20 Temmuz 2009 Pazartesi

Özlemek, hem de en delicesine...

seni, anlatabilmek seni.
iyi çocuklara, kahramanlara.
seni anlatabilmek seni,

namussuza, halden bilmeze,
kahpe yalana.

ard- arda kaç zemheri,

kurt uyur, kuş uyur, zindan uyurdu.

dışarda gürül- gürül akan bir dünya...

bir ben uyumadım,
kaç leylim bahar,

hasretinden prangalar eskittim.

saçlarına kan gülleri takayım,

bir o yana
bir bu yana...

seni bağırabilsem seni,
dipsiz kuyulara,
akan yıldıza,
bir kibrit çöpüne varana,

okyanusun en ıssız dalgasına düşmüş bir kibrit çöpüne.

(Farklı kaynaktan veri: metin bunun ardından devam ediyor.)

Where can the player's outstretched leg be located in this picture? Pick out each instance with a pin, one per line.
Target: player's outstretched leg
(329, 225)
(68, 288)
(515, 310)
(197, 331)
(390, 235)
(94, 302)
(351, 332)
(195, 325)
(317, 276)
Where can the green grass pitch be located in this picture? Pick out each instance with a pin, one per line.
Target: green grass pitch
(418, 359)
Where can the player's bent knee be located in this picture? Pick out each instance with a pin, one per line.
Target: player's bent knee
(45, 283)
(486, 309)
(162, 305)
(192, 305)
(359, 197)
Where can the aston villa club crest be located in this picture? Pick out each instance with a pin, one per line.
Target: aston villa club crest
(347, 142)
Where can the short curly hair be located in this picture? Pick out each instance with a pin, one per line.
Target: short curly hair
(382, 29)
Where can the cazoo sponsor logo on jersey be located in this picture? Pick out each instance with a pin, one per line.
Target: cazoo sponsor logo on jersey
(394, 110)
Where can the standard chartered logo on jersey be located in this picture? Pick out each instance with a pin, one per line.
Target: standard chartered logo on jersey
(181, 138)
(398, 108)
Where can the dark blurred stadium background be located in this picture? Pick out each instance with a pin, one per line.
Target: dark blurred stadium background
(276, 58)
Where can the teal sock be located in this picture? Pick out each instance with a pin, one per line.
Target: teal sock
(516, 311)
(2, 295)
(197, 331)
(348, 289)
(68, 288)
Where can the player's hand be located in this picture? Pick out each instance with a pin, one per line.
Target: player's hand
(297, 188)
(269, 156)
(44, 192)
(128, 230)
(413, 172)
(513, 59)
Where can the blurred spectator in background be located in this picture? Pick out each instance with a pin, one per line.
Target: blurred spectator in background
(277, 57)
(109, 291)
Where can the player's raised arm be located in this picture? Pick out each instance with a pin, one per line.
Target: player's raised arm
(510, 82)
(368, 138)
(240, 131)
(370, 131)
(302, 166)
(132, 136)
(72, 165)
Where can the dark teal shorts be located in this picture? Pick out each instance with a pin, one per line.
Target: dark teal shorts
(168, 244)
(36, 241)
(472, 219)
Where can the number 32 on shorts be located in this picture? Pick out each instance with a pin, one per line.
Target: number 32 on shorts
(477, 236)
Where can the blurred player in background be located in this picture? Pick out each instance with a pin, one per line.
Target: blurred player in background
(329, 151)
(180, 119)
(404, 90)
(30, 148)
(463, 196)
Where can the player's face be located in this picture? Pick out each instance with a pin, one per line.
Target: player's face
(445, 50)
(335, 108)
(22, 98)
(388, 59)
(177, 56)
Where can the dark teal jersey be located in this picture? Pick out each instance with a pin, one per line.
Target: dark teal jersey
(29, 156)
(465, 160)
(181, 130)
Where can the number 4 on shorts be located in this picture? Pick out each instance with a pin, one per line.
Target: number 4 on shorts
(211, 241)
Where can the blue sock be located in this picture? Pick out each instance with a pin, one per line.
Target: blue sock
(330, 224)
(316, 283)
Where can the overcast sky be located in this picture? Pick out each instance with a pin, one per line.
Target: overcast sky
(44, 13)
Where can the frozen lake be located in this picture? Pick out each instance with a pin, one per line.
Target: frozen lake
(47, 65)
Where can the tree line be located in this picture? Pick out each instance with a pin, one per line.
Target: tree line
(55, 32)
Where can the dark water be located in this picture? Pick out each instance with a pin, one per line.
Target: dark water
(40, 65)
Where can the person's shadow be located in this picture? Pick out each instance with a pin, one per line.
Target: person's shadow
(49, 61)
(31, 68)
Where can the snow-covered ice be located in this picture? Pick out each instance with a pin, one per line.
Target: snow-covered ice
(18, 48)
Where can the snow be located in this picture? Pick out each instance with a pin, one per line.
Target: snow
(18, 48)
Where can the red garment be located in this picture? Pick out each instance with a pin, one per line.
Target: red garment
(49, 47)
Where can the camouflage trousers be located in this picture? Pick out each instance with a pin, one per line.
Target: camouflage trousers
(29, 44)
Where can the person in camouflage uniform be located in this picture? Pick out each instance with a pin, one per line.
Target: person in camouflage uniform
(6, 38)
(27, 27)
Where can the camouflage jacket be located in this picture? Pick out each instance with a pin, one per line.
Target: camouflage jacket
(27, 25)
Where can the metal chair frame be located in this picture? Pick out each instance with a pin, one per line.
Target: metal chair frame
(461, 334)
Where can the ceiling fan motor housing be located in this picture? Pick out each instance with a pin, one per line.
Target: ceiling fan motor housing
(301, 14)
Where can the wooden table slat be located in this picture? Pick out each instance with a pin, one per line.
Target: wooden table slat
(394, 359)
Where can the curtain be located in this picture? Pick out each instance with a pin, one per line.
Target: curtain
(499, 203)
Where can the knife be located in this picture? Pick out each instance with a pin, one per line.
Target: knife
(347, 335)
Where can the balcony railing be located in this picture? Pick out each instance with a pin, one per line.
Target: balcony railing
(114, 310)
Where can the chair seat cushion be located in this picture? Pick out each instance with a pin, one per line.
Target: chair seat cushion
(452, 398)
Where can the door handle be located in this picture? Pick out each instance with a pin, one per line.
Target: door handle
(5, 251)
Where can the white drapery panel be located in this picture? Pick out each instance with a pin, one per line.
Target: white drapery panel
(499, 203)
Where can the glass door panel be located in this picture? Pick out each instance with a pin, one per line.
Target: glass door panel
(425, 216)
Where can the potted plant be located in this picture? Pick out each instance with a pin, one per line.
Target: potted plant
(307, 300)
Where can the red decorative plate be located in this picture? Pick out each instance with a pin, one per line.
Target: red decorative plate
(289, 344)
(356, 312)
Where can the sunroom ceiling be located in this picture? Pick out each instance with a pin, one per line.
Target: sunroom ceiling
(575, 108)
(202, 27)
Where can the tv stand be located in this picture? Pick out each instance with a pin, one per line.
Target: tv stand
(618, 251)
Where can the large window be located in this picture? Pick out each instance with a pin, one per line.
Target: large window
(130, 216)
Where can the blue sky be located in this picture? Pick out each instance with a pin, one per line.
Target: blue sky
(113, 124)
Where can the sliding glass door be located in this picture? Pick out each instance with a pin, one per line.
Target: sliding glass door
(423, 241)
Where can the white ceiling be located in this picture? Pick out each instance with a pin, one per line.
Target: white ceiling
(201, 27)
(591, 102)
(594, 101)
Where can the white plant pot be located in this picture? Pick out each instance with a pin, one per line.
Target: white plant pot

yitirmiş tılsımını ilk sevmelerin,

yitirmiş öpücükleri,

payı yok, apansız inen akşamlardan,

bir kadeh, bir cıgara, dalıp gidene,

seni anlatabilsem seni...

yokluğun, cehennemin öbür adıdır

üşüyorum,
kapama gözlerini...


Ahmed Arif


söylesene ne ayırırdı bizi, yollar mı, ha...
uzaklar mı, söylesene.
bunca sevda erbabı olup da,
elim uzanamaz mıydı...
kollarım kırık olsa da,
uçamaz mıydım,
yada yavru bir kuşa öğretemez miydim;
uçmanın ne demek olduğunu...

şimdi tek başınayım, yakomozla.
gece ve seni istiyorum; çaresizlik diz boyu.
anlatamadığım ve konuşamadığım sözcüklerim var;
manadan arındırılmış ama pahada ağır.
söylesem harcanır ve daha da batarım bu denize.
deniz kızı bırakmaz beni korkarım,
denizin aşkı yamandır, tutar ve alır ellerimi ellerine,
ben onda mahpus ve mavi hasretle kalırım.

iyotlu ve tuzlu; nemli ama sensiz...
cümlelerim bile düşmüş, senle direniyorum.